Оборачивается к Хрычу.

– Без тебя не разобрать. Говори ответ.

Хрыч сопит. Понимает, что мы слишком мало узнали, чтоб тревожить Хмурую сторону, но невозможно пойти на попятный, когда все взгляды устремлены на хмуря. Нужно попытаться сделать хоть что-нибудь.

Поэтому Хрыч неохотно лезет в котомку, достает коробку с Пёрышком. Протягивает мне малую фляжку, на один глоток – только зайти и спросить, только увидеть то, что мне будет позволено видеть. Меча из ножен не достает – он мне там не понадобится.

Рыбалки перешептываются – громко, придушенно. Танна сильнее морщит лоб, глядя, как я беру фляжку. Стражники таращатся на меня, и даже у Сивого округляются глаза. Один лишь Зануд не выглядит удивленным.

Делаю глоток, зажмуриваюсь. На Хмурую сторону меня не швыряет, а мягко вталкивает. И в первый миг мне кажется, что мир вокруг меняется не так уж сильно.

**

Танна, Зануд, Хрыч, Сивый, стражники. Мешок с телом Лисицы поодаль. Всё мглистое, как предутренняя серость, и трепещущее, как водоросли у побережья.

– Позволь мне узнать.

Передаю Хмурой стороне всё, что сумел выяснить и увидеть.

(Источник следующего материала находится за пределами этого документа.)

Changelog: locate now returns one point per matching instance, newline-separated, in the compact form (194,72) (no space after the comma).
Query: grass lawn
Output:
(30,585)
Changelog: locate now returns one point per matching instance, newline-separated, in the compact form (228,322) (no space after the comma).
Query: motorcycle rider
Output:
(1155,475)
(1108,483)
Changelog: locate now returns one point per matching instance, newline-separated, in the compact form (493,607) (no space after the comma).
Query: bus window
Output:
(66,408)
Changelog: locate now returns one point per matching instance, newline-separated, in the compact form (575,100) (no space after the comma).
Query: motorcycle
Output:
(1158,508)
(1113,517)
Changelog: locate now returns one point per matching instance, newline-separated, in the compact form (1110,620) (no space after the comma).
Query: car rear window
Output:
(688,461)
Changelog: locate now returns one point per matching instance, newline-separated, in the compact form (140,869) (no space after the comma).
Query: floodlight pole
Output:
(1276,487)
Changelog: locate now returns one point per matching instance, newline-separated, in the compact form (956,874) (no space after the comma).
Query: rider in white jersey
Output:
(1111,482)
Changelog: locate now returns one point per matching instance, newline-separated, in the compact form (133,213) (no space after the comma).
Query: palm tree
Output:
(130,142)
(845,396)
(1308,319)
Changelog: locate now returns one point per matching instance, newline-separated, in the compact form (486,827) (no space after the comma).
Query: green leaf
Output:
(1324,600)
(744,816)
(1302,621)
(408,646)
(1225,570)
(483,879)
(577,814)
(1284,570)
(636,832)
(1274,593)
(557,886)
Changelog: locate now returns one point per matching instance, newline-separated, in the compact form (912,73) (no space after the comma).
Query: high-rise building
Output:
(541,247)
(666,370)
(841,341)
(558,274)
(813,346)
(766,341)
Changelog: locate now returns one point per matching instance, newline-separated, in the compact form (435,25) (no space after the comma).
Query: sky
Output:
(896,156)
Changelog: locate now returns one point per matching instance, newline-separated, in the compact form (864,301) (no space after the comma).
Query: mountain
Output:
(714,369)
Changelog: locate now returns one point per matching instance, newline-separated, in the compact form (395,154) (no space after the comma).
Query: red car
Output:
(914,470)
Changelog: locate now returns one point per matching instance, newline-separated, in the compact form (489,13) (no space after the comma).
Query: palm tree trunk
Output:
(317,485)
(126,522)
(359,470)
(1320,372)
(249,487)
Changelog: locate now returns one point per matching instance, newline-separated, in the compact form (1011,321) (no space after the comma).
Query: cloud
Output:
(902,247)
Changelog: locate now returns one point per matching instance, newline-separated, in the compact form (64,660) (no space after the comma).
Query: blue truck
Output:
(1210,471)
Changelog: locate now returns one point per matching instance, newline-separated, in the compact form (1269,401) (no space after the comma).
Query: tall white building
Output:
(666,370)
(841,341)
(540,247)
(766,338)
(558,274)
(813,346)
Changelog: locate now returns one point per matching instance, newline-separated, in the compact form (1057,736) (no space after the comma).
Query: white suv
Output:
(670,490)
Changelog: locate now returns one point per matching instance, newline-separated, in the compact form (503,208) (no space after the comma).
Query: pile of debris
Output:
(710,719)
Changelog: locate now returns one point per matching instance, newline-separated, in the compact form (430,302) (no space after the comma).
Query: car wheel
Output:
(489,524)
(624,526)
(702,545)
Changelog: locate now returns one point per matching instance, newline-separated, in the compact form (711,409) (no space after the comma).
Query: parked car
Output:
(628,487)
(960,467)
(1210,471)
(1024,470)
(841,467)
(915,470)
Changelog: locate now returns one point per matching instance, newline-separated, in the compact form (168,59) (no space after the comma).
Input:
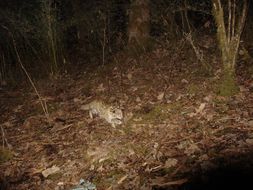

Пустая клетка, подвешенная на каменном выступе. Мужичонка, стоящий на коленях в серой пыли. Сивый, кривящий губы. «Ты творишь козни, брат».

На ком кровь?

Мелькает череда мглистых силуэтов. Один бежит к призрачному морю. Это не варка – человек, женщина. Потом сирены выпрыгивают из воды к призрачным лодкам. Их тени на Хмурой стороне совсем не страшные, и кровь, бьющая из разорванных рыбалок – тоже нестрашная. Просто пятнышки мглы. Призрачные волны разбиваются о плоские прутья клетки, подвешенной к каменному выступу. Она ждёт новых сирен.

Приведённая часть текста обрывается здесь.